Mosses play a vital role in combating erosion by stabilizing soil and reducing the risks of flooding by absorbing excess water. Their rhizoids can hold on to substrates such as clay, gravel, and sand. Mosses are an important carbon sink and could potentially play an important role in combating climate change. Additionally, mosses can filter other pollutants like excess sediment and salt used on roadways.
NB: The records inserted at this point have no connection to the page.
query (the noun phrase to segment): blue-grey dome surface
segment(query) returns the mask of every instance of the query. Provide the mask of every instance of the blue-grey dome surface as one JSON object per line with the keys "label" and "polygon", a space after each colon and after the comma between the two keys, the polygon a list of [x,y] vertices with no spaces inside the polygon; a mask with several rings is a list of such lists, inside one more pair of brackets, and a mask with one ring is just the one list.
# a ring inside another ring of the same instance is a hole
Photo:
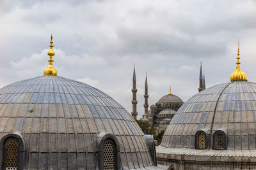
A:
{"label": "blue-grey dome surface", "polygon": [[96,169],[101,132],[118,139],[122,169],[158,169],[144,134],[120,104],[65,78],[42,76],[0,89],[0,138],[14,132],[25,141],[26,169]]}
{"label": "blue-grey dome surface", "polygon": [[[227,149],[211,152],[212,136],[218,130],[227,136]],[[209,136],[208,150],[189,150],[195,149],[198,131]],[[255,139],[256,83],[233,81],[208,88],[186,102],[172,118],[157,150],[174,153],[183,148],[177,152],[255,156]]]}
Within the local environment, mosses also have the ability to create humid microhabitats. [7] In some boreal and arctic ecosystems, mosses are the primary plant type and are responsible for establishing soil layers, providing nutrients and habitats for new seeds to germinate, and providing areas for microinvertebrates to thrive. [8]

References

  1. "Integrated Taxonomic Information System - Report", ITIS USGS Open-File Report 2006-1195: Nomenclature", USGS, n.d.. Retrieved 3/10/2023.
  2. 2.0 2.1 2.2 Raven, P. H., R. F. Evert, and S. E. Eichhorn. 2013. Biology of plants. Eighth edition. W.H. Freeman and Company Publishers, New York.
  3. Crandall-Stotler, B. J., and S. E. Bartholomew-Began. 2007. Morphology of Mosses (Phylum Bryophyta). Flora of North America 27.
  4. Ligrone, R., J. G. Duckett, and K. S. Renzaglia. 2000. Conducting tissues and phyletic relationships of bryophytes. Philosophical Transactions of the Royal Society of London Series B: Biological Sciences 355:795–813. ).
  5. Cove, D., M. Bezanilla, P. Harries, and R. Quatrano. 2006. Mosses as Model Systems for the Study of Metabolism and Development. Annual Review of Plant Biology 57:497–520.
  6. Reski, R. 1998. Development, Genetics and Molecular Biology of Mosses. Botanica Acta 111:1–15.
  7. PerezJI. 2021, February 22. Bryophytes. Text, Smithsonian Tropical Research Institute. https://stri.si.edu/story/bryophytes.
  8. Turetsky, M. R., B. Bond-Lamberty, E. Euskirchen, J. Talbot, S. Frolking, A. D. McGuire, and E.-S. Tuittila. 2012. The resilience and functional role of moss in boreal and arctic ecosystems. New Phytologist 196:49–67.